What does that matter, Lauren? WHAT? Nothing; it means nothing. I want it to stop. I don’t want to want be on the worth-granting committee of my own head anymore. I want to see people and effort and ingenuity and kindness. Because that’s what I want people to see when they see me.
I took all this back to my (amazing) therapist and we started to unpack it. We talked about the way I see myself (a horrible growing blob), the way I think other people see me (lazy, undisciplined, gluttonous, out of control, unhealthy, unworthy, unlovable, untrustworthy). Which is like, kind of crazy.
My therapist told me to try to regulate my thoughts. Let them come, but put them in perspective, reframe them. React kindly to my own self degradation, try to actually be gentle with myself. So I gave it a go when I went to Mexico for a long weekend.
It was all bikinis and shorts and tank tops. My clothes fit me, but not nearly as well as the summer before. And I was surrounded by other people who were also in bikinis and shorts and tank tops. Usually, I would spend a lot of time covering up, thinking that that everyone was staring at me, thinking I was blob. Thinking I shouldn’t be there in my swimsuit.

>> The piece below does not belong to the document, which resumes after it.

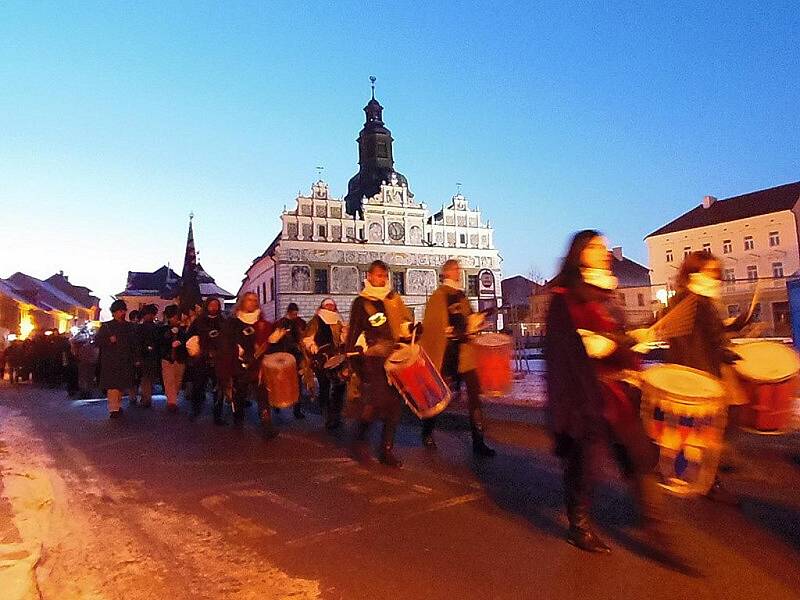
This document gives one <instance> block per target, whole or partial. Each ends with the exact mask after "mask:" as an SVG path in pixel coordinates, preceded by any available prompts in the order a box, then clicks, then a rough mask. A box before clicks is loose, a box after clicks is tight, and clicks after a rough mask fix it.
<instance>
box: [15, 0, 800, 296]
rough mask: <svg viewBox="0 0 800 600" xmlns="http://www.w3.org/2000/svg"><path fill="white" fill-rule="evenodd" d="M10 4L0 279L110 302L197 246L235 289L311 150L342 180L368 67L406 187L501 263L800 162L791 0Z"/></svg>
mask: <svg viewBox="0 0 800 600" xmlns="http://www.w3.org/2000/svg"><path fill="white" fill-rule="evenodd" d="M651 4H655V3H596V4H592V3H575V4H571V3H564V2H546V3H542V4H541V5H539V6H536V5H535V4H534V3H532V2H519V3H516V2H514V3H512V2H507V3H506V2H501V3H495V2H485V3H478V2H475V3H469V2H465V3H456V2H435V1H434V2H419V3H416V2H414V3H410V2H399V1H394V2H363V3H359V2H344V1H336V2H323V1H319V2H311V3H301V2H299V1H295V2H277V1H276V2H253V3H245V2H219V3H211V2H186V3H179V2H152V3H148V2H135V3H117V2H110V3H98V4H93V3H90V2H88V1H82V2H75V3H72V2H37V3H30V2H13V1H9V2H4V3H3V4H2V5H0V82H2V89H3V91H2V93H0V208H2V213H0V214H2V217H0V239H2V242H3V246H2V252H0V277H7V276H9V275H10V274H12V273H13V272H15V271H18V270H20V271H24V272H27V273H29V274H31V275H34V276H37V277H46V276H49V275H51V274H52V273H53V272H55V271H58V270H61V269H63V270H64V271H65V273H67V274H68V275H70V278H71V281H73V282H75V283H79V284H82V285H87V286H89V287H91V288H93V289H94V291H95V292H96V293H97V294H98V295H101V296H102V297H103V302H102V304H103V305H104V306H107V305H108V303H109V295H110V294H113V293H116V292H119V291H121V290H122V289H123V287H124V284H125V277H126V274H127V271H128V270H154V269H156V268H158V267H159V266H161V265H162V264H165V263H166V262H170V263H171V264H172V265H173V266H174V267H175V268H176V269H177V270H178V271H179V270H180V266H181V261H182V259H183V248H184V244H185V237H186V227H187V220H188V214H189V212H190V211H194V213H195V215H196V218H195V239H196V243H197V247H198V250H199V256H200V260H201V262H202V263H203V264H204V266H205V267H206V269H207V270H208V271H209V272H210V273H211V274H212V275H213V276H215V277H216V278H217V282H218V283H219V284H220V285H222V286H223V287H225V288H227V289H229V290H231V291H232V292H235V291H236V290H237V289H238V286H239V283H240V281H241V278H242V276H243V273H244V270H245V269H246V268H247V266H248V265H249V264H250V262H251V260H252V259H253V258H254V257H255V256H257V255H258V254H260V253H261V252H262V251H263V250H264V248H265V247H266V245H267V244H268V243H269V242H270V241H271V240H272V238H273V237H274V235H275V234H276V232H277V231H278V228H279V219H278V215H279V214H280V211H281V210H282V209H283V207H284V205H287V206H289V207H291V206H293V203H294V199H295V197H296V194H297V192H298V190H307V189H308V188H309V187H310V185H311V183H312V182H313V180H314V179H315V178H316V171H315V167H316V166H317V165H324V166H325V171H324V176H323V177H324V179H326V180H327V181H328V182H329V183H330V185H331V189H332V192H333V193H334V194H335V195H337V196H340V195H343V194H344V193H345V192H346V185H347V180H348V179H349V177H350V176H351V175H353V174H354V173H355V172H356V170H357V152H356V144H355V138H356V136H357V135H358V131H359V129H360V127H361V125H362V123H363V112H362V110H361V109H362V107H363V106H364V104H365V103H366V101H367V100H368V98H369V81H368V77H369V75H371V74H374V75H376V76H377V78H378V83H377V97H378V99H379V100H380V101H381V103H382V104H383V105H384V107H385V111H384V120H385V121H386V123H387V125H388V127H389V128H390V129H391V130H392V133H393V136H394V138H395V152H394V154H395V161H396V165H395V166H396V168H397V169H398V170H399V171H401V172H402V173H404V174H405V175H406V176H407V177H408V179H409V182H410V185H411V189H412V191H413V192H414V193H415V194H416V199H417V200H418V201H421V202H426V203H427V204H428V205H429V207H431V208H434V209H438V207H439V206H440V205H441V204H443V203H446V202H448V201H449V198H450V196H452V194H453V193H455V191H456V182H461V183H462V184H463V192H464V194H465V195H466V196H467V197H468V198H469V199H470V201H471V202H472V203H473V205H474V204H478V205H479V206H480V207H481V209H482V211H483V213H484V217H485V218H488V219H490V220H491V222H492V224H493V225H494V226H495V228H496V231H497V235H496V243H497V245H498V247H499V248H500V251H501V254H502V256H503V258H504V263H503V272H504V273H503V274H504V276H510V275H515V274H518V273H521V274H526V273H528V272H529V271H530V270H531V269H535V270H536V271H538V272H539V273H541V274H542V275H543V276H549V275H551V274H552V272H553V271H554V269H555V268H556V263H557V261H558V259H559V257H560V256H561V255H562V254H563V252H564V248H565V244H566V241H567V239H568V237H569V235H570V234H571V233H572V232H573V231H575V230H577V229H581V228H585V227H594V228H598V229H600V230H602V231H604V232H605V233H606V234H607V236H608V237H609V240H610V241H611V243H612V244H614V245H622V246H623V248H624V250H625V253H626V254H627V255H629V256H630V257H631V258H634V259H635V260H638V261H640V262H643V263H646V262H647V255H646V250H645V246H644V243H643V241H642V238H643V237H644V236H645V235H647V234H648V233H649V232H651V231H652V230H654V229H656V228H658V227H659V226H661V225H662V224H664V223H665V222H666V221H668V220H671V219H672V218H674V217H675V216H677V215H678V214H680V213H682V212H684V211H686V210H688V209H690V208H692V207H693V206H695V205H696V204H698V203H699V202H700V200H701V198H702V197H703V196H704V195H705V194H712V195H715V196H717V197H719V198H724V197H727V196H732V195H737V194H741V193H746V192H749V191H753V190H756V189H761V188H765V187H771V186H773V185H778V184H781V183H787V182H790V181H796V180H798V179H800V168H798V167H799V166H800V122H799V119H798V116H800V102H799V101H798V98H800V96H799V95H798V85H797V82H798V81H800V64H799V61H800V44H798V39H800V11H798V10H797V8H796V4H795V3H794V2H785V3H770V2H761V3H741V5H740V6H737V4H738V3H730V2H720V3H711V2H709V3H706V2H703V3H694V2H686V3H683V2H680V3H668V4H671V5H672V6H671V7H665V6H650V5H651Z"/></svg>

But you know what? No one said a word to me about my big thighs and hips and cellulite. Not one person said — didn’t those shorts fit you better last year? No one in the whole country asked me how much I weighed. My friend that I traveled with didn’t seem grossed out by my body. And if she was, she mercifully didn’t make a big scene about it.
It was at that moment that I knew I would be OK. I started looking into the Healthy At Every Size Movement which is basically helping people recognize markers for health that are not solely focused on weight and therefor outward appearance. I read Shrill, Hungry and I’m trying to get through Rethinking Thin and Tales from the Fat-o-sphere.

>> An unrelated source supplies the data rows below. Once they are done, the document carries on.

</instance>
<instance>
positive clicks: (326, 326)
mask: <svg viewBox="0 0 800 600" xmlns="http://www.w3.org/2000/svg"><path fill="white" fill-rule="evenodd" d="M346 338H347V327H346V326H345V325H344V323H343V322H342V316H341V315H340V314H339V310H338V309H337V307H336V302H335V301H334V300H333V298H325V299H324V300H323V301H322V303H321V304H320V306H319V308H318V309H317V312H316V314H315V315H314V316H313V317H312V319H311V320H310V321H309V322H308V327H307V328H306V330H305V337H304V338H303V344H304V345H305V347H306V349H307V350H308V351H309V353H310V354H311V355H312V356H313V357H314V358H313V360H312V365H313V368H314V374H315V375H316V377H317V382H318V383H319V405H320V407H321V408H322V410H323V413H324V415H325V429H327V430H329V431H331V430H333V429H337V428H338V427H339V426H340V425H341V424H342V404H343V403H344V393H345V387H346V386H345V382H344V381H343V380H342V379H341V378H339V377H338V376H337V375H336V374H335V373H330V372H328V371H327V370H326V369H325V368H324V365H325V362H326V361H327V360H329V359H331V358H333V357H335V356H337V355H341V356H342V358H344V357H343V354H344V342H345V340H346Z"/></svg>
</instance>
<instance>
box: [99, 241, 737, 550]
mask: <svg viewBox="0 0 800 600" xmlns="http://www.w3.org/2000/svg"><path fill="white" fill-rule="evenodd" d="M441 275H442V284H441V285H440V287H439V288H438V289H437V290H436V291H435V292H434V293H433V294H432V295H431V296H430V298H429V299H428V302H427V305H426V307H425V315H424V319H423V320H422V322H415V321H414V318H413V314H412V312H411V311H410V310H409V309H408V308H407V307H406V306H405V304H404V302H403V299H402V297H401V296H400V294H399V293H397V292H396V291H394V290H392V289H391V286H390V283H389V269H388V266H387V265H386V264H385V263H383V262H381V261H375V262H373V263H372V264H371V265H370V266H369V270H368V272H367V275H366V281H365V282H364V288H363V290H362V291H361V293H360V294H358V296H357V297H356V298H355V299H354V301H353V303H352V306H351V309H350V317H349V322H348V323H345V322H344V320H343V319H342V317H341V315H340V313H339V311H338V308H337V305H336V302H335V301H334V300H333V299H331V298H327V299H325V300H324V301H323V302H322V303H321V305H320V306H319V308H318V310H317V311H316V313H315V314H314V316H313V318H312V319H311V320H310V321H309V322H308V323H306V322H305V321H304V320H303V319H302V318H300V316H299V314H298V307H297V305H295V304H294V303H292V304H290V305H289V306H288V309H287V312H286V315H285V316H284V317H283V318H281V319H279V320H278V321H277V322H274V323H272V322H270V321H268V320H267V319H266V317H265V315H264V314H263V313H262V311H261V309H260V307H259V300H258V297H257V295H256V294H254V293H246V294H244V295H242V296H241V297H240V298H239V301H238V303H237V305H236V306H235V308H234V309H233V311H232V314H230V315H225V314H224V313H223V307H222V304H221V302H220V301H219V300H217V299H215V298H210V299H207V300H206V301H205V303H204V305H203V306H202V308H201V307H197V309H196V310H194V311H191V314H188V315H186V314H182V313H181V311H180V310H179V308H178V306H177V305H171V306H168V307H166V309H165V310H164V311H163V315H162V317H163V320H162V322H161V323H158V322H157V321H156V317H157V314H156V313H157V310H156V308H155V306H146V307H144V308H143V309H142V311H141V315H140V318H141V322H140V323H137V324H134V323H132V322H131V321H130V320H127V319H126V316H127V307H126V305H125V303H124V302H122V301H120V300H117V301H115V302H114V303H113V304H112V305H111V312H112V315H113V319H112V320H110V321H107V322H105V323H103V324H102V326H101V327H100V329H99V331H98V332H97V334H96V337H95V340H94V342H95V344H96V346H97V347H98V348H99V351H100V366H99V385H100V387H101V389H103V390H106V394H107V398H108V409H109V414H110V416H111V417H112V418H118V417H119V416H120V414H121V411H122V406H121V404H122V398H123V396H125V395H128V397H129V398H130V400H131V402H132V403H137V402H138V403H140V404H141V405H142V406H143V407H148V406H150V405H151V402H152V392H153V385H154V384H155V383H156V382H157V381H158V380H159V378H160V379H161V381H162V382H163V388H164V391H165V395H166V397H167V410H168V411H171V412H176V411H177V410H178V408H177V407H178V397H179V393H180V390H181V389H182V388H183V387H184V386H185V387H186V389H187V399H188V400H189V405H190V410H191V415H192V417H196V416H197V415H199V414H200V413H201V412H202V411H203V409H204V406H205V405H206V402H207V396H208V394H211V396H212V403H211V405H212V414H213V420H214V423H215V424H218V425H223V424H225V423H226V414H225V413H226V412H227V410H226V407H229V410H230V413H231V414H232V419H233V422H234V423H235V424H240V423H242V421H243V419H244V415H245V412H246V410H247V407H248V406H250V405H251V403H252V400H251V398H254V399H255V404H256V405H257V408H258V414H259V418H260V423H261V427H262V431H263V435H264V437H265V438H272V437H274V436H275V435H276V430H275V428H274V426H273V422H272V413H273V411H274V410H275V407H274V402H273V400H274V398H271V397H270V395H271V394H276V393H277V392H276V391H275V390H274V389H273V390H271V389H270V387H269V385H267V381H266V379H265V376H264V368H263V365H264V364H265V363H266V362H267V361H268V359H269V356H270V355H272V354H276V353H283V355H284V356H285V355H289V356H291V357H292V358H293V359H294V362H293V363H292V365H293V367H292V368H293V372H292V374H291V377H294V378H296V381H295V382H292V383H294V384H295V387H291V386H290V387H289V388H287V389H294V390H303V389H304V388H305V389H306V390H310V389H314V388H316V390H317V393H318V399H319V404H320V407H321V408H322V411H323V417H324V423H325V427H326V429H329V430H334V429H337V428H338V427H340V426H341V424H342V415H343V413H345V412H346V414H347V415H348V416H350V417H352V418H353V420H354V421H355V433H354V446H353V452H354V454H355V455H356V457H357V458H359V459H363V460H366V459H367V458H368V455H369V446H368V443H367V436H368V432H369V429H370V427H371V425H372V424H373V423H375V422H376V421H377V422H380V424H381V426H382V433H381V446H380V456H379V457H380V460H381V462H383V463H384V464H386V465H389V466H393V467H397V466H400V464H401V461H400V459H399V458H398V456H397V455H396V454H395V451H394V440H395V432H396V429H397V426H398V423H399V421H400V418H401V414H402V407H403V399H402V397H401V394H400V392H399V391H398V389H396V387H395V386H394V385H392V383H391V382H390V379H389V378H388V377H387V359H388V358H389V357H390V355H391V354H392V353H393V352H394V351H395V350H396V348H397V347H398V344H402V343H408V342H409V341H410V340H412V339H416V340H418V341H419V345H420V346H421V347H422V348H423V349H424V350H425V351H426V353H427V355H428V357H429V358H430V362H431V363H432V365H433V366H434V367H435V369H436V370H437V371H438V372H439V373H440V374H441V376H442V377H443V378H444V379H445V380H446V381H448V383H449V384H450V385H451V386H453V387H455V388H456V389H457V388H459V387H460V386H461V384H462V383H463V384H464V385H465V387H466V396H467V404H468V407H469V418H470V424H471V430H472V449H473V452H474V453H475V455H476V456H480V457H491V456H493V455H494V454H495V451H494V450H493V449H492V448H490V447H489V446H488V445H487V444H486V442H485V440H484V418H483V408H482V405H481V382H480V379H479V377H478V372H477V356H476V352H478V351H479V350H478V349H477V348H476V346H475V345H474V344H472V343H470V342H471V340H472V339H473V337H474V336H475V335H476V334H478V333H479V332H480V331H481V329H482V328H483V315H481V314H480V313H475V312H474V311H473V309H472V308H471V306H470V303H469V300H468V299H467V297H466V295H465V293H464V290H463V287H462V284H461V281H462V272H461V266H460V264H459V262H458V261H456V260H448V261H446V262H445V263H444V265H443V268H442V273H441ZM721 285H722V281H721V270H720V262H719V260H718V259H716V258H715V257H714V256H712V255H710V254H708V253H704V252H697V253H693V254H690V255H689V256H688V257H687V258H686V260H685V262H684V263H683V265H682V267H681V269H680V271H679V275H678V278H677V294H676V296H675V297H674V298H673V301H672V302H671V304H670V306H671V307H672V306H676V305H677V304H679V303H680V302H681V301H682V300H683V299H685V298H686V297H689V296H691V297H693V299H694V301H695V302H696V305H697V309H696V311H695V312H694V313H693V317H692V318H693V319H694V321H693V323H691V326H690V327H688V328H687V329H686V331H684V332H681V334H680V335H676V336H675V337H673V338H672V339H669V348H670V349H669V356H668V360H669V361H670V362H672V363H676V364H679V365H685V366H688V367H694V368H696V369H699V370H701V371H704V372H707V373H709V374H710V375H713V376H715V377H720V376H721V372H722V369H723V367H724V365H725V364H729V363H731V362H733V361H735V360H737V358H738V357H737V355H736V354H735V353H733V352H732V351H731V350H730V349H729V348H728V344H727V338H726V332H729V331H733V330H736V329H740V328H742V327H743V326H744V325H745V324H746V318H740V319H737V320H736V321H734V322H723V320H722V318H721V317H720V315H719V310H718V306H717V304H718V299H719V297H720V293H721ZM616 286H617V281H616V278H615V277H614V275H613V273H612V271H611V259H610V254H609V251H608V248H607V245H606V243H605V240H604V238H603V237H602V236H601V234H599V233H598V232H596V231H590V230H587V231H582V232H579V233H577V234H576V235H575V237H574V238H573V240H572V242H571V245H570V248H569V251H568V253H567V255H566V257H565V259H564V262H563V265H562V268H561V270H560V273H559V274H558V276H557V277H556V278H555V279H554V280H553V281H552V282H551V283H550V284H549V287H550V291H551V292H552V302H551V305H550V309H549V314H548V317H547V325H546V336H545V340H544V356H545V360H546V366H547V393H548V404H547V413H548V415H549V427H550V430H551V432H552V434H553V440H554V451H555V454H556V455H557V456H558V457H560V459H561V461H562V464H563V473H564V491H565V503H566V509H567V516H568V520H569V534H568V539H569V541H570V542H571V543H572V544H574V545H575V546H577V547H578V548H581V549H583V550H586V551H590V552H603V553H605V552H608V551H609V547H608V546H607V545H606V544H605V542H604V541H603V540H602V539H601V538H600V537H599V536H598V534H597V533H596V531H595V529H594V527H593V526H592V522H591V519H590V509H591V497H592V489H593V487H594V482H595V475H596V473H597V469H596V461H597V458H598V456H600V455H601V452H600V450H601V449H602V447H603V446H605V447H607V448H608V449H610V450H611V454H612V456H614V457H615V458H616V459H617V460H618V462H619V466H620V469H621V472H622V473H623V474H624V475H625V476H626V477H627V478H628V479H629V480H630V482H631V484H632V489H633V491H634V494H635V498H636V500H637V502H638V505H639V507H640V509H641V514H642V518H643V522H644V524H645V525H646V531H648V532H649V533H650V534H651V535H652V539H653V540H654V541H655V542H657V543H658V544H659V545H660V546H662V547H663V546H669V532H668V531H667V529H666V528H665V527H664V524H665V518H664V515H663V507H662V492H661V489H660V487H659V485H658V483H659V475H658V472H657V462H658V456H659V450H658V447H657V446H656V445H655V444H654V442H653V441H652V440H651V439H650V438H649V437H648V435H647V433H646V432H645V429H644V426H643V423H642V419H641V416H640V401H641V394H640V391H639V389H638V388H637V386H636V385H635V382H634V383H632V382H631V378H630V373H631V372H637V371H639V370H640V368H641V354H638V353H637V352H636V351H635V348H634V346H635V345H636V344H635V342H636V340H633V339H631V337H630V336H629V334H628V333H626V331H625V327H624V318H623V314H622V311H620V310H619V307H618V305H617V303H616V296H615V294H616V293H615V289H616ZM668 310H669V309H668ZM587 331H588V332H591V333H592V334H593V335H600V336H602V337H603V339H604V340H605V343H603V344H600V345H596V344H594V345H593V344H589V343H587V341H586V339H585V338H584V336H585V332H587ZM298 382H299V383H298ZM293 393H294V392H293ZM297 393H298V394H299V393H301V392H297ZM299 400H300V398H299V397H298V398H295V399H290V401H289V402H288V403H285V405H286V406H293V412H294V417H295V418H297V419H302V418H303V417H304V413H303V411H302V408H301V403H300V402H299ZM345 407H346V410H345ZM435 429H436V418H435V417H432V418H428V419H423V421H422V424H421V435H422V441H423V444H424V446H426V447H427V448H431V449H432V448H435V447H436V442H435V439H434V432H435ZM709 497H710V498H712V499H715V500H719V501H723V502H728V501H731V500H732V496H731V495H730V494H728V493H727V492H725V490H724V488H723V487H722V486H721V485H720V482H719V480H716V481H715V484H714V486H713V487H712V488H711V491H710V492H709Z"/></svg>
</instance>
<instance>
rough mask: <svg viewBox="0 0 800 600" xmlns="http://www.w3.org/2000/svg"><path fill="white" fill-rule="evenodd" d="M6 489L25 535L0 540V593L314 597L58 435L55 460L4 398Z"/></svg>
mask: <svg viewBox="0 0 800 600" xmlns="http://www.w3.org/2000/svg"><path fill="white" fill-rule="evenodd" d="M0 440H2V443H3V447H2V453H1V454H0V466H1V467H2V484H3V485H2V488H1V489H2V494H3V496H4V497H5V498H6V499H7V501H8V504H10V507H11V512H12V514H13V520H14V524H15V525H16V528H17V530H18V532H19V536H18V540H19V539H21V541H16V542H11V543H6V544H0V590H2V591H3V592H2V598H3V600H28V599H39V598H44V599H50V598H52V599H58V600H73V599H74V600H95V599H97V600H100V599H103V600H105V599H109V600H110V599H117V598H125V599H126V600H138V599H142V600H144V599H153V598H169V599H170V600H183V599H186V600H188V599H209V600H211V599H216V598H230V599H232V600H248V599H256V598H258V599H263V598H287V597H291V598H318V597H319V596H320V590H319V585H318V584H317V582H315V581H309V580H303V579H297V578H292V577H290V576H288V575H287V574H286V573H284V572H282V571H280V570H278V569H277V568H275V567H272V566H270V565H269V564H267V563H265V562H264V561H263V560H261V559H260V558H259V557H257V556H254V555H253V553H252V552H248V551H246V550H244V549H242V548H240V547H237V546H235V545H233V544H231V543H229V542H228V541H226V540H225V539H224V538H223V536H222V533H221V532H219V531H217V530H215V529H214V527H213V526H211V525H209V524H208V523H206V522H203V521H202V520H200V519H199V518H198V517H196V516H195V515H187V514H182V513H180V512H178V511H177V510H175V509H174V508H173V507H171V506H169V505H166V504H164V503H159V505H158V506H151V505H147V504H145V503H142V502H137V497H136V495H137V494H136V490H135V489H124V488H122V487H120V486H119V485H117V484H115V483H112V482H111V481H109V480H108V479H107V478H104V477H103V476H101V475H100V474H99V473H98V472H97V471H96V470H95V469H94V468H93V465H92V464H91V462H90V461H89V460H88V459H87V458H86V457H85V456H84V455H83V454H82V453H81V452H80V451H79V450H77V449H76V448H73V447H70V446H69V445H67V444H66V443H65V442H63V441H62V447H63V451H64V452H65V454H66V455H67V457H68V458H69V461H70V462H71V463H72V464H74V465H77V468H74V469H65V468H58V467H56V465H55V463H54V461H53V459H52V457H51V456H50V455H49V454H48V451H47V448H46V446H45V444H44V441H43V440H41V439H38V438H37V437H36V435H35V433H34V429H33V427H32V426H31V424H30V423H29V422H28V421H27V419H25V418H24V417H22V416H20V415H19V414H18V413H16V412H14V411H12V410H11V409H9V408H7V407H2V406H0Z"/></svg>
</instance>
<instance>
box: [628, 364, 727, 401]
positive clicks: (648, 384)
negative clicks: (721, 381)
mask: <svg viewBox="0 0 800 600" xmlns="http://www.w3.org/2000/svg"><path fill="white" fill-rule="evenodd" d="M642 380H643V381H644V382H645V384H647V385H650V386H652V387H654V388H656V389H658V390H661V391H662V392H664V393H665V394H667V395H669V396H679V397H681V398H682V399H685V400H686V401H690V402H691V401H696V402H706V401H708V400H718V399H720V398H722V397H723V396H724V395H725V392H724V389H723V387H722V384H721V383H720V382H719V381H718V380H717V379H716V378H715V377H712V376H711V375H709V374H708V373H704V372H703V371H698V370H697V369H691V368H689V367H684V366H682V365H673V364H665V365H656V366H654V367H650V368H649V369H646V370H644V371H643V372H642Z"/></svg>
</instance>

But most importantly, I’m living my damn life. I am going to barre like 7 days a week (I was, right now my should is injured but I’ll be back). I’ve taken up spinning. And when I’m there I focus on the joy of the movement. I don’t think about the food I ate that landed me in work out class, or how many calories I’m burning off.
And most importantly, I’m trying very earnestly to honor my body right here and right now. I’m honest with myself about the size of clothes that fit my body right now. I don’t beat myself up over those or any other arbitrary numbers that might come up.
And I’m trying to really fuel my body. Like honest to goodness. I’ve started seeing a Registered Dietician who focuses on body positivity. I am trying not to see food as an enemy or a force. Just food. And like some vegetable occasionally.
And I’m going to be real. It’s really hard. Some days I legit just feel fat and ugly. But most days, I realize when I’m not obsessing about food and exercise, I have a lot of bandwidth for other things like reading, and writing and friends.
I’m not saying I’ll never run again but the time for racing long distances in this phase of my life is over. And I’m OK with that. I’m so much more than a runner. I’m a lot of thing. But one thing I’m not is ashamed of who I am or what I look like.